OP: You should consider using URL.createObjectURL() [1], which has more cross-browser support than the fileystem API. We'd like to eventually deprecate and remove filesystem, as it hasn't gained traction with the other vendors.

That being said, blob: URLs seem to behave in the same way regarding document.domain, so this bug is still valid.

jsbell: Is anyone else looking into origins for blob: and filesystem:, or should I take a look at fixing this?

[1] https://developer.mozilla.org/en-US/docs/Web/API/URL/createObjectURL

>>I think (I am not too familiar with the APIs, sorry) you can define the MIME type when storing a file using the file system APIs, so you can store the file with a MIME type that is not viewable (not text/html and friends), which would probably make the browser download it on every access instead of browsing to it. Have you tried that?

I tried this for sure. I tried setting mime to different values, e.g. 'application/octet-stream', doesn't help. Here is another pen btw: http://codepen.io/anon/pen/GWEOVz
It seems that it only depends on file extension. Which I can change of course. But then  when user right-clicks image / video / link and choose "Save as.." he will have invalid extension for file in his Downloads, and will not be able to open it.

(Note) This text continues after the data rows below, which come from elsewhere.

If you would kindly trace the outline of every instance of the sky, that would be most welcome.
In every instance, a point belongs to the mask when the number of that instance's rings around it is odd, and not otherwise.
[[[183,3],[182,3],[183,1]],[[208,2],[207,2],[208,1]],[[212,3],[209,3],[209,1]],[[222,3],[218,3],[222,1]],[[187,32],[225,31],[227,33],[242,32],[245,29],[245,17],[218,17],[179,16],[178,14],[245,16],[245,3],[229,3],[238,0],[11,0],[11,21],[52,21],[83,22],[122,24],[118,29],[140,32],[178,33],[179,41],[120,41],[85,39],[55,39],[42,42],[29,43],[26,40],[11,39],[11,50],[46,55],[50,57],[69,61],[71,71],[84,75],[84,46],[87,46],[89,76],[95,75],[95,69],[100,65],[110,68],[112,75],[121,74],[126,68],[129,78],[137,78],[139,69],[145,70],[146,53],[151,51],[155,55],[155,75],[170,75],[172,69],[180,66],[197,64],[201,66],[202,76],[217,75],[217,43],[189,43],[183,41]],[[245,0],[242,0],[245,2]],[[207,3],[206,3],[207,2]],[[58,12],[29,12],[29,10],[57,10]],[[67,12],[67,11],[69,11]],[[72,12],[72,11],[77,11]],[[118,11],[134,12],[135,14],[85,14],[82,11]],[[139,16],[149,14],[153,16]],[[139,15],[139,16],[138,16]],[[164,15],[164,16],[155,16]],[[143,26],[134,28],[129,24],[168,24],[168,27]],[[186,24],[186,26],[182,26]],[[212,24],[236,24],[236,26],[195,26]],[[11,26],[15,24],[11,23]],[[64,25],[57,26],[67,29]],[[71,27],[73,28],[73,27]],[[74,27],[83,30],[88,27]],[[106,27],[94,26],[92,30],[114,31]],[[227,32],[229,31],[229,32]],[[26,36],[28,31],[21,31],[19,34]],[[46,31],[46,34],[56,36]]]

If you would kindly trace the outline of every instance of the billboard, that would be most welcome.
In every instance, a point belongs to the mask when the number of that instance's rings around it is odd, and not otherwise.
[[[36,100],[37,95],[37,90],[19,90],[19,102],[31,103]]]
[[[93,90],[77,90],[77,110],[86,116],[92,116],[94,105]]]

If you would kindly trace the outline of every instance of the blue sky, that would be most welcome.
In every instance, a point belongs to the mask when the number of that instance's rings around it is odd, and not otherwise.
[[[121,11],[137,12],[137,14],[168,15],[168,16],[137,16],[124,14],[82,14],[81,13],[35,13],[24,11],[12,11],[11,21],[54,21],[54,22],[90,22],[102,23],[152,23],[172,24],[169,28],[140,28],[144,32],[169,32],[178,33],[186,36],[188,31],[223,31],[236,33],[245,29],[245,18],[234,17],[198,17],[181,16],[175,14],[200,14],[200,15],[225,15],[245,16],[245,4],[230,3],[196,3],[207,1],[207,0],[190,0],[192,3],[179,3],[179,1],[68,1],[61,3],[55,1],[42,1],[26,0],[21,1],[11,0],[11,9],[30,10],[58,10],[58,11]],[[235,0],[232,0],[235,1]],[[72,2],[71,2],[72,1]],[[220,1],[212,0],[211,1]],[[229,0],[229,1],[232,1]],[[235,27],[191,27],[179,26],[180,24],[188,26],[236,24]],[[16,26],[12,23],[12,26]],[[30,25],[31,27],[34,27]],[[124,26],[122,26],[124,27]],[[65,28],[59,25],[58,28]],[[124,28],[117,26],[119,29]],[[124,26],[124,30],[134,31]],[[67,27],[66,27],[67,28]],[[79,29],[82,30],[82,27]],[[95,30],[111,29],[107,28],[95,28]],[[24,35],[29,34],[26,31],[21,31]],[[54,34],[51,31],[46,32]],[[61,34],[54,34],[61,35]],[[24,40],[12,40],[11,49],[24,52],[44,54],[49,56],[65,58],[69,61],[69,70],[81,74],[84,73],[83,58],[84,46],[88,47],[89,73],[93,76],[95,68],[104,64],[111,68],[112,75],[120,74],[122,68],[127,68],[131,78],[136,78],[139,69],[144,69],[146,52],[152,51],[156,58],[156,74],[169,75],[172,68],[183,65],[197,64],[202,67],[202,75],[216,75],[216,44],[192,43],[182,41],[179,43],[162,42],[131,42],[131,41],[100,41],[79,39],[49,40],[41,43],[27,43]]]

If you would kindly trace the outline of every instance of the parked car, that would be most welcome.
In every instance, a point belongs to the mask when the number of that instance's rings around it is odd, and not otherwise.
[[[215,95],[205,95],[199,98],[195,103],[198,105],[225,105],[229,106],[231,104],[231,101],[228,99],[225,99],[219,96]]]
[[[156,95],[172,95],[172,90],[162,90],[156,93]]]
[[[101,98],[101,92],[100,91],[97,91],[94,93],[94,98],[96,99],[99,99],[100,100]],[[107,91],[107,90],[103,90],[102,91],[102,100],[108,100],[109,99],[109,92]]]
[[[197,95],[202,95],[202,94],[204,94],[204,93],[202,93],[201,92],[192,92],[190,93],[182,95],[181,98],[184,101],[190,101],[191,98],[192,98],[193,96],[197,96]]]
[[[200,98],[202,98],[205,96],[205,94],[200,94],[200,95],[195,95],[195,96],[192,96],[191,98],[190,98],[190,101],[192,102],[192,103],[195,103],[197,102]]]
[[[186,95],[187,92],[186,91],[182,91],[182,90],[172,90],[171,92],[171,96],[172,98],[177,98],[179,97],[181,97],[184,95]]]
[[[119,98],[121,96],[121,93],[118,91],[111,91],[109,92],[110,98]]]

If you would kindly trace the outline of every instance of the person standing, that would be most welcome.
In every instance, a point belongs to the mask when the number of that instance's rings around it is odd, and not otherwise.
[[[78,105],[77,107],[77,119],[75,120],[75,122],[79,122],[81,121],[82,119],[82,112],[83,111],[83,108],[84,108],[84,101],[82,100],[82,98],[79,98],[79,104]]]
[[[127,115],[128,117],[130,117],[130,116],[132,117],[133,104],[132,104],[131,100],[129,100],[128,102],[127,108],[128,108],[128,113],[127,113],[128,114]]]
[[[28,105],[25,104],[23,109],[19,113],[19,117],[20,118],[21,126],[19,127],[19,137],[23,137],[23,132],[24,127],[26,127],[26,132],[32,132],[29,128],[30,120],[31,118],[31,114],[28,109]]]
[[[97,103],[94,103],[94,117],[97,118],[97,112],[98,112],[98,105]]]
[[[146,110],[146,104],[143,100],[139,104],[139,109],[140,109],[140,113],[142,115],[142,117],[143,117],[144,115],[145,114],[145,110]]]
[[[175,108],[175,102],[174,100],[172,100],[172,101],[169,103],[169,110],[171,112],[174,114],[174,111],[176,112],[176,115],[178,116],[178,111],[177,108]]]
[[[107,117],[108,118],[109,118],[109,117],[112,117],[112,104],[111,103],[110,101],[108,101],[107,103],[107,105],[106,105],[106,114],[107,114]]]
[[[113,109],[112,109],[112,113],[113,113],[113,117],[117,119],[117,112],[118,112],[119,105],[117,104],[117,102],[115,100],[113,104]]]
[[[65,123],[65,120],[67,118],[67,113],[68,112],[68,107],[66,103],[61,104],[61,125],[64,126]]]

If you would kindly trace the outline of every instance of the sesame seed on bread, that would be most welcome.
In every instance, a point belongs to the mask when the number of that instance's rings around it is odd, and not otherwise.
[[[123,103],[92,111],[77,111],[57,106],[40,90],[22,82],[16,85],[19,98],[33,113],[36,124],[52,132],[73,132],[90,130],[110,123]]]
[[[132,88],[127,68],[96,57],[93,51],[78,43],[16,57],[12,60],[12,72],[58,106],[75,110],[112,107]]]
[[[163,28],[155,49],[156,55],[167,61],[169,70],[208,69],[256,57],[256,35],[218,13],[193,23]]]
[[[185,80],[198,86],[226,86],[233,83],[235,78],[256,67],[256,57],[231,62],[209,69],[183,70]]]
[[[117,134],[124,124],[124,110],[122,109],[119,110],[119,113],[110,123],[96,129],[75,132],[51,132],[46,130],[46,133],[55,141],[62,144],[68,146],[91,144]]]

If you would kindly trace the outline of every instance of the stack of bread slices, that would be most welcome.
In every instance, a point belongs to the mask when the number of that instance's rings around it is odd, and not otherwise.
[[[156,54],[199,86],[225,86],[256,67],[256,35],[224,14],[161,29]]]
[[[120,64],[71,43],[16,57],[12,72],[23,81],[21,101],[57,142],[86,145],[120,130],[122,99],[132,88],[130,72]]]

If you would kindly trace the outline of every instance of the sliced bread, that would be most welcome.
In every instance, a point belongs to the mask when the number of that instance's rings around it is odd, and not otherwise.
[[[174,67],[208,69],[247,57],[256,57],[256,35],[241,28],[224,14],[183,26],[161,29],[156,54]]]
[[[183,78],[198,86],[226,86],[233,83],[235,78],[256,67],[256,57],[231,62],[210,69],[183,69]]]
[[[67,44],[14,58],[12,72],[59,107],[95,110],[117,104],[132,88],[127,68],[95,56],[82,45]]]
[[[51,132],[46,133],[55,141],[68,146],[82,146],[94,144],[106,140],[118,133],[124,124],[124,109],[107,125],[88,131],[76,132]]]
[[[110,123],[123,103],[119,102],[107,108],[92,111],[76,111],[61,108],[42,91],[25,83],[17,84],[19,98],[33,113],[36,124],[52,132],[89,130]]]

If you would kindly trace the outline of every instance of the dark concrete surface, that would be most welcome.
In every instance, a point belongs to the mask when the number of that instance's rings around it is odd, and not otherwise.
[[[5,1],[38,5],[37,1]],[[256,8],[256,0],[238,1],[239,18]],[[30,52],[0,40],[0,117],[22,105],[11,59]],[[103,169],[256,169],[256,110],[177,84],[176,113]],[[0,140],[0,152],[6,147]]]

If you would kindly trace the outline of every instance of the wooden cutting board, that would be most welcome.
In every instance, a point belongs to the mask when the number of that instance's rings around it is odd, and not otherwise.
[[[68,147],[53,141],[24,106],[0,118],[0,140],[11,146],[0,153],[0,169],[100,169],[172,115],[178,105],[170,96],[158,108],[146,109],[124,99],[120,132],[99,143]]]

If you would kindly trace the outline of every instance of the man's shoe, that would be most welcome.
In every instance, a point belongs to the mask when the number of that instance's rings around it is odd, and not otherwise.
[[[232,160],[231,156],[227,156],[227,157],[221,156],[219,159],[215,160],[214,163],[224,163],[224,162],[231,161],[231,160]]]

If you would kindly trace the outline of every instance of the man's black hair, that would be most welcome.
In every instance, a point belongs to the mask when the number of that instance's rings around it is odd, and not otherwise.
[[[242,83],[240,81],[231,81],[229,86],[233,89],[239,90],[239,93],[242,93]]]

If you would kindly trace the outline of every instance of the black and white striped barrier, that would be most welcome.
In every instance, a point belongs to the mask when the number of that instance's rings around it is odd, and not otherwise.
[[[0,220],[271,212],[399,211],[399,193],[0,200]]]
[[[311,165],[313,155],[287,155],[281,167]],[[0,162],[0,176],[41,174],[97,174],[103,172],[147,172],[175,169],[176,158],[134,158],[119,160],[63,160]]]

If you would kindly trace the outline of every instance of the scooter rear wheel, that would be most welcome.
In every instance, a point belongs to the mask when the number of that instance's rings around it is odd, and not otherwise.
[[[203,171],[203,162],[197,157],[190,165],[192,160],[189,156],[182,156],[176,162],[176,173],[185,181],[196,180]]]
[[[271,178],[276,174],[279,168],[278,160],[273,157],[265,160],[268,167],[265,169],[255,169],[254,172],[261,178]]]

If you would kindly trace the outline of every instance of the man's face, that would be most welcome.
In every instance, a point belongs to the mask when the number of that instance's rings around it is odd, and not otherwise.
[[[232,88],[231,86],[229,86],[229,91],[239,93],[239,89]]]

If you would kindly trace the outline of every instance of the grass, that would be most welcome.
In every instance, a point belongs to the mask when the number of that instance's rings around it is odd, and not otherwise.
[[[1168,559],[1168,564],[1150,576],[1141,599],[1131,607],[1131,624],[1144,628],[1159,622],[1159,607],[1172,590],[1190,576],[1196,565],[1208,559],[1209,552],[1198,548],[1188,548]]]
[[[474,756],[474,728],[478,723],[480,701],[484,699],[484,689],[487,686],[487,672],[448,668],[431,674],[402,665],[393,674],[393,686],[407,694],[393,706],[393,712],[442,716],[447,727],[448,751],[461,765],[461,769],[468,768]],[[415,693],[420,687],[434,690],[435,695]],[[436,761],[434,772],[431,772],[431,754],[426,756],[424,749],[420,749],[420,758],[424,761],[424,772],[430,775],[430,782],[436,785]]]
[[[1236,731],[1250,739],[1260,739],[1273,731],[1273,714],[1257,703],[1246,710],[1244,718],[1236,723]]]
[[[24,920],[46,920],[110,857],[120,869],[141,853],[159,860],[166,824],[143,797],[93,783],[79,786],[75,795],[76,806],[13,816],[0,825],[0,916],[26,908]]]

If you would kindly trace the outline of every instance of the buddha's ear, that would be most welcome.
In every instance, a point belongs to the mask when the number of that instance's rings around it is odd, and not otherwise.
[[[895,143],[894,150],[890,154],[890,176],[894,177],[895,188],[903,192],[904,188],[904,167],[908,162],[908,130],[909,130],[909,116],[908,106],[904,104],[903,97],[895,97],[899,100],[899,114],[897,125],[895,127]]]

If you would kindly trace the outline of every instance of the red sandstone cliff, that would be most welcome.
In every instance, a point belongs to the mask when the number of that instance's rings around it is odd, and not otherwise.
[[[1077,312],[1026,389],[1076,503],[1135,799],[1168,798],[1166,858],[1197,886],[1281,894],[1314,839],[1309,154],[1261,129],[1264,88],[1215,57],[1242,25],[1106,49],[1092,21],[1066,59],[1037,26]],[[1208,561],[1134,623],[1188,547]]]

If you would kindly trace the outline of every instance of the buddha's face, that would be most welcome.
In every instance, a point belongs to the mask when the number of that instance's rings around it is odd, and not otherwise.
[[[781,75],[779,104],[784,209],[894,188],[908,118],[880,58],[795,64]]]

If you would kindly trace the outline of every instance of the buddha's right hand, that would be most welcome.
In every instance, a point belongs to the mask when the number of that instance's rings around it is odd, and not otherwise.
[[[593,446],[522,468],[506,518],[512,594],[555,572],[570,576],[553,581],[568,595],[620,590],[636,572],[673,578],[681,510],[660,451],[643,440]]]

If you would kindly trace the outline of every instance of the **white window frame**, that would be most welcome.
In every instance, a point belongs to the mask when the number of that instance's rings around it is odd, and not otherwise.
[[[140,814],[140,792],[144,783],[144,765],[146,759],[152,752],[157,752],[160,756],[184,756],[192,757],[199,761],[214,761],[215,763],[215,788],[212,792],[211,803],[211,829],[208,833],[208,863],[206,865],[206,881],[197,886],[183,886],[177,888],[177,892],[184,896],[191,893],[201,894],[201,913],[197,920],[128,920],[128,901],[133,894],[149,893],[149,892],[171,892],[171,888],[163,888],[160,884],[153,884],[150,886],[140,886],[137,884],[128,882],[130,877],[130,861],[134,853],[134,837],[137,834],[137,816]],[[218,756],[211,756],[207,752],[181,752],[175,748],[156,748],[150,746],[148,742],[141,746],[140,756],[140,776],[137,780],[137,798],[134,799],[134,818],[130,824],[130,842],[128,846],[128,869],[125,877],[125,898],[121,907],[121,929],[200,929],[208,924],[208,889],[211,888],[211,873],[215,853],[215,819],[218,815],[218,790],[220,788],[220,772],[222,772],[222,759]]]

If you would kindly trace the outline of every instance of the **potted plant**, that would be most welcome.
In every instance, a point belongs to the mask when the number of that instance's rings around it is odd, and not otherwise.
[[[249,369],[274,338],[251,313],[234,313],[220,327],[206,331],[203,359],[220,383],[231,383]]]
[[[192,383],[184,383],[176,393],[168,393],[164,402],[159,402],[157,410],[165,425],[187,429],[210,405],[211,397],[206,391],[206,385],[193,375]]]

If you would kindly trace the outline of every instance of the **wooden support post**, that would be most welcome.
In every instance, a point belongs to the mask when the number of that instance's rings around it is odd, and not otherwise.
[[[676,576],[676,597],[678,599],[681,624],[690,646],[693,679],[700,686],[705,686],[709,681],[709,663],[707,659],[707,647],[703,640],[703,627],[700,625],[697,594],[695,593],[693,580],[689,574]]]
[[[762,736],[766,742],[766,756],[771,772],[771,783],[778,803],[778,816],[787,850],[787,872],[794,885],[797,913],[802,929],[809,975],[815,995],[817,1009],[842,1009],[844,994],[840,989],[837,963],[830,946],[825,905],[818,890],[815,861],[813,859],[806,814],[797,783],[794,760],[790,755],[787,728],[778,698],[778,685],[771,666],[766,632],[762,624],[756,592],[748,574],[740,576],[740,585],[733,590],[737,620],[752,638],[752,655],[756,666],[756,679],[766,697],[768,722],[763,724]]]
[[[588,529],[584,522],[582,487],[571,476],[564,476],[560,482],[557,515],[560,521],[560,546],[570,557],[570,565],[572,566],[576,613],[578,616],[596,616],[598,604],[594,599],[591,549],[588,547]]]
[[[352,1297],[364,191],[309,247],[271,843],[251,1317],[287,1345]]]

>OP: You should consider using URL.createObjectURL() [1], which has more cross-browser support than the fileystem API. We'd like to eventually deprecate and remove filesystem, as it hasn't gained traction with the other vendors.


Sure, we also have a fallback to IDB, but prefer FileSystem API when available, since it allows to resume downloads and some other stuff.

Huh, the fact that MIME type does not work looks pretty buggy to me...
You may want to file an issue for that.